El oni, tan grande que, aun sentado, debía encorvarse para caber en tan lamentable y hediondo antro, se tapaba los ojos con la mano y apoyaba al mismo tiempo el peso de su cabeza sobre ella, soltando un gruñido exasperado de tanto en tanto. Tenía en la mesa frente a él, ridículamente pequeña en comparación a su altura, una jarra del denominado “meado” que, al igual que la de su compañero y “capitán”, había sustraído a unos marineros inconscientes que no lograron terminárselo. Sólo necesitó probar un sorbo de ella para saber que preferiría beber las aguas contaminadas por diarrea de jabalí antes que volver a acercarse aquella porquería a los labios.

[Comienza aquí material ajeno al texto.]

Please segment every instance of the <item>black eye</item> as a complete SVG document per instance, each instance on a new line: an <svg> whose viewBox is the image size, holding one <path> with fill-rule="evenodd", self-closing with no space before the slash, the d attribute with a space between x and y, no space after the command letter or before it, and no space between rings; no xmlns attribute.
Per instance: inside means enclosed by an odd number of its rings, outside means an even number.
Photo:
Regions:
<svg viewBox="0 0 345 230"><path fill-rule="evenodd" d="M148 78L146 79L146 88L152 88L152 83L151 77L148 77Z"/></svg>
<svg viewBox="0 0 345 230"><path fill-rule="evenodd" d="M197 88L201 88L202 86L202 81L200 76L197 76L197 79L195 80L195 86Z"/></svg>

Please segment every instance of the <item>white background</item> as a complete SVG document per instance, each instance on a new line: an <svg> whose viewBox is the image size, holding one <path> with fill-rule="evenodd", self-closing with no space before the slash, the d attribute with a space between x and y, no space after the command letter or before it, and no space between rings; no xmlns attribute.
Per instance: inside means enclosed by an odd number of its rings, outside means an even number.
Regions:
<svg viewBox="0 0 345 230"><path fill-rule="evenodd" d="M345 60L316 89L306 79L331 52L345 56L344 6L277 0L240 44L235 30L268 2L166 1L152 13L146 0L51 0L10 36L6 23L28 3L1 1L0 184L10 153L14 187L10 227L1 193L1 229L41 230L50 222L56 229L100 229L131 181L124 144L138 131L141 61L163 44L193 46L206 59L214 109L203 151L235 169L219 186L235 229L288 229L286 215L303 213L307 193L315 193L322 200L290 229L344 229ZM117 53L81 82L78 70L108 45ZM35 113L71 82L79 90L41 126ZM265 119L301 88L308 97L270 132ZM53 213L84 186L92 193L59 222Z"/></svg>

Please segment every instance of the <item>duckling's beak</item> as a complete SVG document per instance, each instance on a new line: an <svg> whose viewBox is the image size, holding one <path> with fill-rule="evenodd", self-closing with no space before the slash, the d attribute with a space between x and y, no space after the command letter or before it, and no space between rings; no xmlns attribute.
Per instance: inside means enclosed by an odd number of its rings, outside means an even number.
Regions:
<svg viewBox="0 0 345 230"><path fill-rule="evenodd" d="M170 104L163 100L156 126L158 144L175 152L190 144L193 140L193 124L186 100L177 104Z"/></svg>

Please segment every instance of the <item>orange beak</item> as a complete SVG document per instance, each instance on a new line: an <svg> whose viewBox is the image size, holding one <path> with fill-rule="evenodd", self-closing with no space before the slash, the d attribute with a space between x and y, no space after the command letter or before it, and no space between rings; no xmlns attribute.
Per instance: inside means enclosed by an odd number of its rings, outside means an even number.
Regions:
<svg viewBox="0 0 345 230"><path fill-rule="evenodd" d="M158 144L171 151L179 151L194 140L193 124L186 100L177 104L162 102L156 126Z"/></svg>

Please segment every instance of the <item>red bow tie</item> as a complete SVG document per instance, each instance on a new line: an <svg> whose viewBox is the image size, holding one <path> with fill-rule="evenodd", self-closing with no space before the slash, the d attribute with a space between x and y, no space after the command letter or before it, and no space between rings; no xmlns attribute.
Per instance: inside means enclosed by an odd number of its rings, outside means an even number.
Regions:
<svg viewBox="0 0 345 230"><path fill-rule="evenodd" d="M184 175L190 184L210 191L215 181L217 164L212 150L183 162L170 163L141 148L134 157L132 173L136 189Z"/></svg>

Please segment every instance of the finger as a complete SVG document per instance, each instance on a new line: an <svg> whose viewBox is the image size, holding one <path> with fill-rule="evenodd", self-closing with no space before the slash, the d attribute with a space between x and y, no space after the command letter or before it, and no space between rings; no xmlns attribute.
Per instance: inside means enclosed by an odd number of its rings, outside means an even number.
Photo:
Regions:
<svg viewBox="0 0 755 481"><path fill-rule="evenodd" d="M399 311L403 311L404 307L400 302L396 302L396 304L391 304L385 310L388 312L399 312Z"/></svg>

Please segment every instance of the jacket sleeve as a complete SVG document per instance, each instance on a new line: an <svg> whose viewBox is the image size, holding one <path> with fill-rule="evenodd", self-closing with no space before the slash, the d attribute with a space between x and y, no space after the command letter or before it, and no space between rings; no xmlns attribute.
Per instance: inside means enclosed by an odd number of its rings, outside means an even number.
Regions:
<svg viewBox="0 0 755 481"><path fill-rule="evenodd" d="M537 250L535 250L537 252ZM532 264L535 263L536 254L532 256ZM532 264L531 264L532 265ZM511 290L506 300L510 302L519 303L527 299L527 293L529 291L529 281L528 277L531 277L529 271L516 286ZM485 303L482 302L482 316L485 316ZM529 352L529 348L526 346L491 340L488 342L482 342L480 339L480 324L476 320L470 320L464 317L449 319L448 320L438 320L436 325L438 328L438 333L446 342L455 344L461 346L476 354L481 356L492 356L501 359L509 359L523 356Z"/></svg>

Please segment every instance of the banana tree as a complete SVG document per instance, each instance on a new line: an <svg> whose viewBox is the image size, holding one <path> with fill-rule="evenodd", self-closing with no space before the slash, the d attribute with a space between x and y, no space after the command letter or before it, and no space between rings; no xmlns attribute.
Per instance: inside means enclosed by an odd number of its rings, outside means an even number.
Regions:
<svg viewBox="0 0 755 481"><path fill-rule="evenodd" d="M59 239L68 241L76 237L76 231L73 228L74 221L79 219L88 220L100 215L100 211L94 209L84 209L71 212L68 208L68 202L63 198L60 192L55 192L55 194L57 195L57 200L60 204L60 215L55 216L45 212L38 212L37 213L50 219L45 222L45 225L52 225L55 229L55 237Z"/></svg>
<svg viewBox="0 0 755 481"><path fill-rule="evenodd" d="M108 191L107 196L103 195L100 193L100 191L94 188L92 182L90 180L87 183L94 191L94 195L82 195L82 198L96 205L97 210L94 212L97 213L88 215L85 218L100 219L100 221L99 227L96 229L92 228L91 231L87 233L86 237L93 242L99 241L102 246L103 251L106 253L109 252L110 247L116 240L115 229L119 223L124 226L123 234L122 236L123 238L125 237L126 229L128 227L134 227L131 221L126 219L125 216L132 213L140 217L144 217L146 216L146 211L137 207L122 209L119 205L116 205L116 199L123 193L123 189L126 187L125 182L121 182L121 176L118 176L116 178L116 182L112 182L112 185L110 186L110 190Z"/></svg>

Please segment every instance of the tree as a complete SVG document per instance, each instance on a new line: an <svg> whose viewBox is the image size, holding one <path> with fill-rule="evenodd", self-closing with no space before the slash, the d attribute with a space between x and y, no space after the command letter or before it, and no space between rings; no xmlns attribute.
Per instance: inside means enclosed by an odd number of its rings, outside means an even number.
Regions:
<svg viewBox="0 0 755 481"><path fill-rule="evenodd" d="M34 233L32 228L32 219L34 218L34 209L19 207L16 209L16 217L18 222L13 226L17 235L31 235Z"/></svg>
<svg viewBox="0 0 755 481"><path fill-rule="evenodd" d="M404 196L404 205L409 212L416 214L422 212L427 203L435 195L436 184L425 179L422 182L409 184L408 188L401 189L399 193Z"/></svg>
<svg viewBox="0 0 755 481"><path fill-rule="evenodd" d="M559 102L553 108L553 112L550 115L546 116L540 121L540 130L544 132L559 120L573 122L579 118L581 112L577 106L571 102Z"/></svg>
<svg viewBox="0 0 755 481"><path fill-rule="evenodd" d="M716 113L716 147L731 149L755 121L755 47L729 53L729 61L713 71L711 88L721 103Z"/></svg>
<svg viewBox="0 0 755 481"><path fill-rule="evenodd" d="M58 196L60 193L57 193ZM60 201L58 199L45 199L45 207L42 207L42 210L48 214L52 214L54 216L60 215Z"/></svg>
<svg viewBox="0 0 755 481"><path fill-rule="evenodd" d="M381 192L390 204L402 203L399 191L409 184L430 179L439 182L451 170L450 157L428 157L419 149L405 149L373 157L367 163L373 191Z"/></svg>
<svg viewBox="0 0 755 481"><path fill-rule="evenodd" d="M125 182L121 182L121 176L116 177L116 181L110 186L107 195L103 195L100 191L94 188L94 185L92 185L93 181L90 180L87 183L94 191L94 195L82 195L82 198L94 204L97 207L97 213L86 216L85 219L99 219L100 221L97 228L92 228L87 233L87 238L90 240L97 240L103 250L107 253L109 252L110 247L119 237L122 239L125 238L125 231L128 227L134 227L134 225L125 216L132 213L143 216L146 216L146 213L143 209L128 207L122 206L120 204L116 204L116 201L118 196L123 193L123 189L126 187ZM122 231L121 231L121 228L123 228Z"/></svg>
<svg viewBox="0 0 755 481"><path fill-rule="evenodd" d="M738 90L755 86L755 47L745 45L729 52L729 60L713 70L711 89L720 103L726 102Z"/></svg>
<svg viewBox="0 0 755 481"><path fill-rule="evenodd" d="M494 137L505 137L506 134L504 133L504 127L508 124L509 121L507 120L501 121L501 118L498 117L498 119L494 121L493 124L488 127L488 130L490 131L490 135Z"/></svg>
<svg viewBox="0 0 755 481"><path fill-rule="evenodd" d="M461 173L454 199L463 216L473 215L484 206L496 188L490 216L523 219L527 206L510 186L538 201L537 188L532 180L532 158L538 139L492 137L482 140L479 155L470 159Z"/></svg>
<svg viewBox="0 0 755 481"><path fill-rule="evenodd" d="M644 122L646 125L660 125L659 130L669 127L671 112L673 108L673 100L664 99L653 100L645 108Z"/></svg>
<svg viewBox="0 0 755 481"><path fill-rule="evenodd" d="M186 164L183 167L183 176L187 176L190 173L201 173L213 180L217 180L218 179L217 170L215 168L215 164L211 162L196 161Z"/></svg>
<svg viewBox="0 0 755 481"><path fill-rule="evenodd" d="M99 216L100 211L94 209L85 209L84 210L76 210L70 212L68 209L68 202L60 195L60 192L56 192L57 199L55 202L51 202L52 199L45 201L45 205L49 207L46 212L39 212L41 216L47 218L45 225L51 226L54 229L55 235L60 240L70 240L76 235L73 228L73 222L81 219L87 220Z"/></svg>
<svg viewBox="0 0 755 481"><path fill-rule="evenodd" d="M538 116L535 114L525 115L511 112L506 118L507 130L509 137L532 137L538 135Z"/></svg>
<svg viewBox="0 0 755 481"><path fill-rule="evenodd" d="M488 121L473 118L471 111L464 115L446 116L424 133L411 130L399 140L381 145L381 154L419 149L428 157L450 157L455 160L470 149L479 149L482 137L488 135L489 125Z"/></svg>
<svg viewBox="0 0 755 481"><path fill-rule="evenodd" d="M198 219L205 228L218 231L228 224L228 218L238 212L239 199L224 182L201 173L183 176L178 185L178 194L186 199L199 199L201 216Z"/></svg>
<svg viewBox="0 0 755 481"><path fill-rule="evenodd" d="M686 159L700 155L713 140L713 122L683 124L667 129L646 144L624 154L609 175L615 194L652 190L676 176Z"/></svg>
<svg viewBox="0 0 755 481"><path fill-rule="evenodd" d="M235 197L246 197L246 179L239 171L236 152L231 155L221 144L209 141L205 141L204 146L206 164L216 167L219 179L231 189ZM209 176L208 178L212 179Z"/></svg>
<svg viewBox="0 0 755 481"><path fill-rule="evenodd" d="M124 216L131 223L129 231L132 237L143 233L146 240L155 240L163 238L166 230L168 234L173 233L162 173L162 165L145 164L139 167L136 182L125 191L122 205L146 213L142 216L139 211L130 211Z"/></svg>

Muchos eran los calificativos que a Balagus se le estaban pasando por la cabeza para describir a Silver. Todos y cada uno de ellos iban de “inútil cantamañanas” para abajo, pero sabía que debía callar. Al fin y al cabo, él tampoco había conseguido hacer nada para mejorar su situación.
El grito de un marinero de una mesa céntrica sacó al gigantón de sus lúgubres pensamientos, haciéndole mostrar varios de sus dientes en un hosco gruñido más fuerte de lo normal. Con profundo desagrado y desgana, alzó la cabeza y se retiró la mano lo justo y necesario para poder ver con un ojo. Con la frustración que se le estaba acumulando, estaba a media excusa de montar una pelea en aquel mismo intento de taberna.
Sin embargo, la historia empezó a interesarle lo suficiente como para quitarse la mano por completo y prestar toda su atención. “¿Un ballenero atacado por un rey marino tan cerca de la costa? Si está fondeado para repararse, será vulnerable, especialmente justo cuando hayan terminado…”
Con un pesado revés de su enorme manaza, sacudió a su compañero de un palmeo en el hombro, y señaló con la cabeza al grupillo.